Melalui praktik ini, masyarakat bisa memperoleh makanan bergizi yang cukup secara berkelanjutan, sembari menjaga kelestarian lingkungan.

Tantangan keberlanjutan

Meskipun sistem wanamina menawarkan banyak manfaat, penerapannya di lapangan masih menghadapi berbagai tantangan. Menurut penelitian Basyuni dkk pada 2018, salah satu kendala utamanya ialah keengganan para petambak dalam mengurangi luas tambak mereka (sekitar 10–50%) untuk ditanami mangrove. Mereka beralasan bahwa berkurangnya area tambak berarti berkurang pula produksi udang, kepiting, bandeng, dan rumput laut yang selama ini menjadi sumber penghasilan.

Kendala lain adalah biaya awal pembangunan tambak wanamina yang diperkirakan 10% lebih besar daripada tambak tradisional. Selain itu, ketergantungan pada tambak tradisional yang terbukti memberikan hasil langsung serta kurangnya pemahaman tentang manfaat jangka panjang wanamina menjadi salah satu faktor penghambat dalam adopsi sistem ini secara luas.

Oleh karena itu, pendekatan edukatif memegang peranan penting dalam mendorong penerapan sistem wanamina. Sosialisasi dan pelatihan rutin kepada para petambak, disertai demonstrasi langsung melalui percontohan wanamina, dapat membantu mereka melihat manfaat nyata keberadaan mangrove dalam sistem ini.
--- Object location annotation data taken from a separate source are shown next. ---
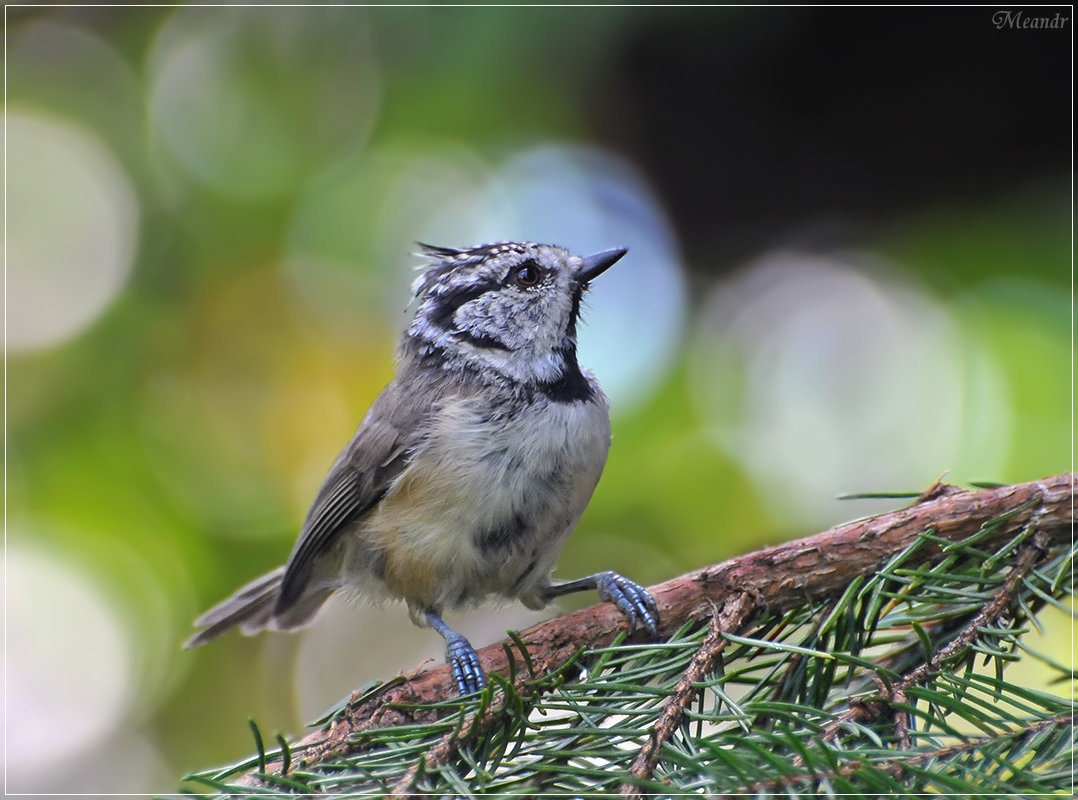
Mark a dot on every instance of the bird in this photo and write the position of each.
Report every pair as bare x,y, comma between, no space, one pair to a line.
470,470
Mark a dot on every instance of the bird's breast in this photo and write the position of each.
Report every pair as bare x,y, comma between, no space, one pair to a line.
488,500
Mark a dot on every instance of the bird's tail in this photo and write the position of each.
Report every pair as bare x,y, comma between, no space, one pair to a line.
253,608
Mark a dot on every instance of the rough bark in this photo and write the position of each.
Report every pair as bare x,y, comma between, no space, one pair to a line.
774,580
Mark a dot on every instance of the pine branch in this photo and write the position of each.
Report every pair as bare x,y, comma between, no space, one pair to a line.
781,589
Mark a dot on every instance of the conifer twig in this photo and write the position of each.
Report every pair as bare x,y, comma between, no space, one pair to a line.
731,618
771,581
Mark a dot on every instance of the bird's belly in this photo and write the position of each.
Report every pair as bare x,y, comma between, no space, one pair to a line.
484,509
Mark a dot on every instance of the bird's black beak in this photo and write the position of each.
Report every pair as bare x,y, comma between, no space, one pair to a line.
595,265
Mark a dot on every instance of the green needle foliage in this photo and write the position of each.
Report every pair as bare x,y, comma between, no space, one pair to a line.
897,687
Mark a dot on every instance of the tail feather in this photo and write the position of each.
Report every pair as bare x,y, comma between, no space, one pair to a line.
252,608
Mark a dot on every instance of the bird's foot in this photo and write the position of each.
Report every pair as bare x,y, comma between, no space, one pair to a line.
463,658
632,600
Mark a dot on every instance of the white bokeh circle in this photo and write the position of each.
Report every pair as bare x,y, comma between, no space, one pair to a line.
72,229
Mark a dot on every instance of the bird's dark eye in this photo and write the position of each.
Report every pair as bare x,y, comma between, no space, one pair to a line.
526,275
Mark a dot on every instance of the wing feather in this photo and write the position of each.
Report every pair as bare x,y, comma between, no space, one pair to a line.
382,449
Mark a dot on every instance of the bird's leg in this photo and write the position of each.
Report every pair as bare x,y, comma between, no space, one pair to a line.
460,656
633,600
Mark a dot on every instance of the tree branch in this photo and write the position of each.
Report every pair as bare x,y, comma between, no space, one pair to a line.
774,580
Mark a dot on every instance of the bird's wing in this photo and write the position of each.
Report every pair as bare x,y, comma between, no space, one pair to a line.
382,449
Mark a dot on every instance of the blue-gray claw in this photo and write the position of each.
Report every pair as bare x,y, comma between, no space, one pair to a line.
633,600
465,662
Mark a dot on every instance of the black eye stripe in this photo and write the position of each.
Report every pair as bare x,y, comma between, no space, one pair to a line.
447,304
514,275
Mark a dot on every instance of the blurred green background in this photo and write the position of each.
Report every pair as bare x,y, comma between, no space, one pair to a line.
850,270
Dukungan Pemerintah Kabupaten Bone, khususnya melalui Dinas Perikanan dan Dinas Penanaman Modal Pelayanan Terpadu Satu Pintu (DPMPTSP), dalam bentuk penyediaan bibit mangrove dan insentif pendanaan, juga dapat memperluas adopsi sistem ini. Sebagai solusi berkelanjutan yang menguntungkan baik bagi petambak maupun lingkungan, wanamina merupakan pilihan yang layak untuk dicoba.